Par Jacques Trémintin, travailleur social et chef de rubrique à Lien Social

Comme beaucoup, il m’a fallu un certain temps pour assimiler ce qui était en train de nous arriver collectivement.
Lors de la réunion d’équipe de Lien Social par Skype, le lundi 16 mars, l’hypothèse a été évoquée de suspendre notre activité, imprimeur et routeur ayant laissé peser des doutes quant à la pérennité de leurs prestations. J’ai alors mesuré la gravité du moment. Les échanges nous ont heureusement permis de cheminer. Nous pouvions les uns et les autres continuer en télétravail.
Et ce n’était pas le moment de déserter !

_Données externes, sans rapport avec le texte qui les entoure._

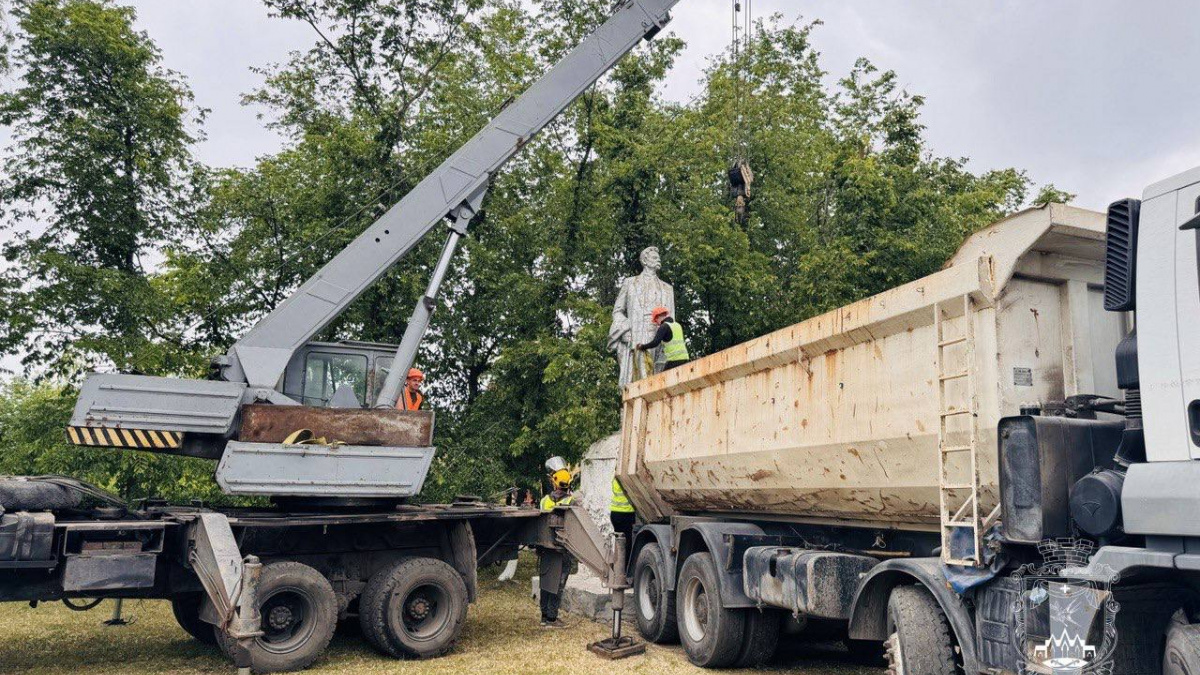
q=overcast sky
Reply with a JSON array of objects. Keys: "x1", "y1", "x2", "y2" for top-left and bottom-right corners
[{"x1": 120, "y1": 0, "x2": 1200, "y2": 212}]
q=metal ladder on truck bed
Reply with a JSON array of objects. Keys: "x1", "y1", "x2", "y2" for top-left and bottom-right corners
[{"x1": 934, "y1": 294, "x2": 998, "y2": 566}]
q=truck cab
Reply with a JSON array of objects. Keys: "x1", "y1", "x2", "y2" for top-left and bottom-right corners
[{"x1": 1084, "y1": 166, "x2": 1200, "y2": 571}]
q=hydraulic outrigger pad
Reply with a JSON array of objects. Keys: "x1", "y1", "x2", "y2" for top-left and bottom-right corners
[
  {"x1": 589, "y1": 635, "x2": 646, "y2": 660},
  {"x1": 544, "y1": 507, "x2": 648, "y2": 660},
  {"x1": 587, "y1": 580, "x2": 646, "y2": 660}
]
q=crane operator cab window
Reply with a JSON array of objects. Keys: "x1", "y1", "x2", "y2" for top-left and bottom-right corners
[{"x1": 302, "y1": 352, "x2": 368, "y2": 408}]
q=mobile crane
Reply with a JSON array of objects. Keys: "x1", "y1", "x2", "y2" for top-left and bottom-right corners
[{"x1": 0, "y1": 1, "x2": 681, "y2": 671}]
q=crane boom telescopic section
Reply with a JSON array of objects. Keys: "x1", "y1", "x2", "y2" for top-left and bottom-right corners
[{"x1": 223, "y1": 0, "x2": 681, "y2": 393}]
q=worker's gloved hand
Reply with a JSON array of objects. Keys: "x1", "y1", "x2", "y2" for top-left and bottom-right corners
[{"x1": 634, "y1": 344, "x2": 645, "y2": 351}]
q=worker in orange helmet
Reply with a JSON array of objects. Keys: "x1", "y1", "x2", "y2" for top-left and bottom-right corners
[
  {"x1": 636, "y1": 306, "x2": 690, "y2": 372},
  {"x1": 397, "y1": 368, "x2": 426, "y2": 411}
]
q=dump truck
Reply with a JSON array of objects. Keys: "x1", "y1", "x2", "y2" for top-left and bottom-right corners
[{"x1": 616, "y1": 182, "x2": 1200, "y2": 674}]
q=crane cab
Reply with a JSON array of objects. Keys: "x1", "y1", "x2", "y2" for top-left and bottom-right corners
[{"x1": 281, "y1": 340, "x2": 403, "y2": 409}]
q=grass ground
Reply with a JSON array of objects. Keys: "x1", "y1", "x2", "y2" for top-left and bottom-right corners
[{"x1": 0, "y1": 557, "x2": 883, "y2": 675}]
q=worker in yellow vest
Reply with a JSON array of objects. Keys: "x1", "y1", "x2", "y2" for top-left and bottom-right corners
[
  {"x1": 538, "y1": 457, "x2": 574, "y2": 627},
  {"x1": 636, "y1": 307, "x2": 690, "y2": 371},
  {"x1": 610, "y1": 477, "x2": 636, "y2": 567}
]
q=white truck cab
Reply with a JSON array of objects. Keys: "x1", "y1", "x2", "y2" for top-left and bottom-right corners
[{"x1": 1111, "y1": 167, "x2": 1200, "y2": 540}]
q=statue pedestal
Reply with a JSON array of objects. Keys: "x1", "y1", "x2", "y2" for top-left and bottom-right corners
[
  {"x1": 529, "y1": 432, "x2": 628, "y2": 623},
  {"x1": 578, "y1": 432, "x2": 621, "y2": 539}
]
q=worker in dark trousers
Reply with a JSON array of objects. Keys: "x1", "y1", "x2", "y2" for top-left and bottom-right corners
[
  {"x1": 610, "y1": 476, "x2": 636, "y2": 568},
  {"x1": 538, "y1": 457, "x2": 574, "y2": 627},
  {"x1": 636, "y1": 306, "x2": 690, "y2": 371}
]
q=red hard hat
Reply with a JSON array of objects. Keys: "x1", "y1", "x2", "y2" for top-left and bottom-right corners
[
  {"x1": 651, "y1": 307, "x2": 670, "y2": 323},
  {"x1": 407, "y1": 368, "x2": 425, "y2": 381}
]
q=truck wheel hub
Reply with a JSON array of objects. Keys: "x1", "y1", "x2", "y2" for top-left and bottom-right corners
[
  {"x1": 407, "y1": 596, "x2": 431, "y2": 621},
  {"x1": 268, "y1": 605, "x2": 294, "y2": 630}
]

A peine la rencontre terminée, je me suis rendu au supermarché du coin. Grosse affluence. Les rayons des pâtes, de lait longue conservation et de papier toilette étaient vides. Une dame s’est exclamée : « les gens sont vraiment idiots de céder à la panique. » Je n’étais pas loin alors d’avoir pensé comme elle. Sauf que son propre caddie était plein. Et que je me suis surpris à prendre deux boites de conserve du même produit, alors que d’habitude je n’en prends qu’une. J’ai regardé autour de moi, un peu honteux. L’inquiétude progressait.
Le mardi matin 17, visite au marché. Devant mon marchand de fromage habituel, il y a toujours une file d’attente de six ou sept clients. Une idée saugrenue m’est alors venue : et si j’imitais une grosse quinte de toux, tout le monde s’éparpillerait et je n’aurais pas à attendre. Je mesurais toutefois combien une telle idée, pour amusante qu’elle fut, pouvait s’avérer déplacée. Elle resta au stade du fantasme. La situation devenait sérieuse : le temps des canulars était passé. Il était onze-heure quand je rentrai à quelques encablures du délai de confinement.
Mon filleul de 24 ans passa à l’improviste pour savoir si je n’avais besoin de rien. Il refusa de me serrer la main et passa aussitôt à la cuisine se laver les siennes. Je le félicitais. Il me répondit : « comme tu es vieux, je ne veux pas te contaminer ». C’est vrai, je n’y avais pas pensé. Je faisais partie des plus vulnérables.
Le mercredi 18, une nouvelle réunion de Lien Social se tint par Skype. La décision fut prise d’ouvrir notre site aux témoignages des professionnels de terrain qui commençaient à morfler autant que les publics qu’ils accompagnaient. L’« appel à témoignages » fut lancé. Les contributions commencèrent à affluer. Celles que nous avons reçues sont intenses, émouvantes, dramatiques. Nous avons décidé de ne pas les publier en bloc, mais de les distiller jusqu’à la fin du week-end, afin qu’elles puissent être lues et perçues une par une. Les suivantes paraitront au fur et à mesure qu’elles nous parviendront. En leur donnant directement la parole, Lien Social se veut au plus proche de ses lecteurs qui, pour beaucoup, sont sur le terrain à faire face avec courage et ténacité à une situation inconnue jusque-là. Avec eux, nous proclamons très fort : «  on ne lâchera rien !  ».